State to purchase
The acquisition goes toward
the restoration of an area
associated with powerful women
KAILUA-KONA » Restoration of an ancient historical and cultural center of Hawaiian royalty on the Kona coast received a boost yesterday when Gov. Linda Lingle released funds for the purchase of a key piece of land.
Lingle approved the expenditure of $600,000 of state funds, to be matched by an equal amount of federal funding, for the purchase of 1.25 acres on Alii Drive, three miles south of Kailua-Kona.
The parcel will improve the linkage of two existing state sites, the 12-acre Keolonahihi State Park on the shoreline makai of Alii Drive and the 16-acre Keakealaniwahine complex on the mauka side of the road.

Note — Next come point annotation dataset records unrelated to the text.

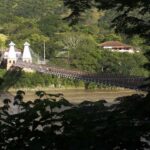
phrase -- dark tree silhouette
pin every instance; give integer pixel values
(52, 123)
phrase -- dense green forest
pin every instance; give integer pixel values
(68, 46)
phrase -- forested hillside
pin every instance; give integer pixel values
(76, 46)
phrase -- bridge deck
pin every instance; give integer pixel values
(132, 82)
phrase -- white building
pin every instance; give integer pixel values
(12, 55)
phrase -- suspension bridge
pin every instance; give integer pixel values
(27, 60)
(131, 82)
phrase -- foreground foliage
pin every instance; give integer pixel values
(51, 122)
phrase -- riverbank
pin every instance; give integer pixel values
(74, 95)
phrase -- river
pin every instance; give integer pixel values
(76, 95)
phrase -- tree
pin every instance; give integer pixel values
(126, 21)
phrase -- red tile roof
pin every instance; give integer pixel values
(115, 44)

Together, the sites make up the Holualoa Royal Center, one of seven royal centers on the Kona coast in ancient times, said Martha Yent, head of the state parks interpretive program.
Another of those centers is Puuhonua o Honaunau National Historical Park, formerly known as the City of Refuge.
The Holualoa center is unique among the seven sites because it is associated with powerful women.
Keolonahihi, who ruled around 1300 A.D., was the niece of the High Priest Paao, who brought a system of kapus, or religious laws, to Hawaii that lasted 500 years.
Keakealaniwahine, active around 1650 A.D., was the great-great-grandmother of Kamehameha I. She and her mother, Keakamahana, are regarded as the only two women to have ruled the entire Big Island in pre-European times.
The state bought the Keolonahihi area in 1980 and received the Keakealaniwahine site as a donation from First Hawaiian Bank in 1998. Both sites are overgrown with vegetation because the state lacks money to develop them, Yent said.
The 1.25 acres to be acquired now are owned by Wayne Blasman, who had planned to develop 13 townhouse condominiums there.
Peter Young, head of the Department of Land and Natural Resources, praised Blasman for his willingness to forgo development.
Hawaii County Mayor Harry Kim was credited with working to protect the property when the matter was brought to his attention three years ago by the Hawaiian community.
The Keolonahihi complex contains 16 archaeological sites, including five heiaus. The Keakealaniwahine complex has 29 features, including a wall 10 feet high and 4 feet thick.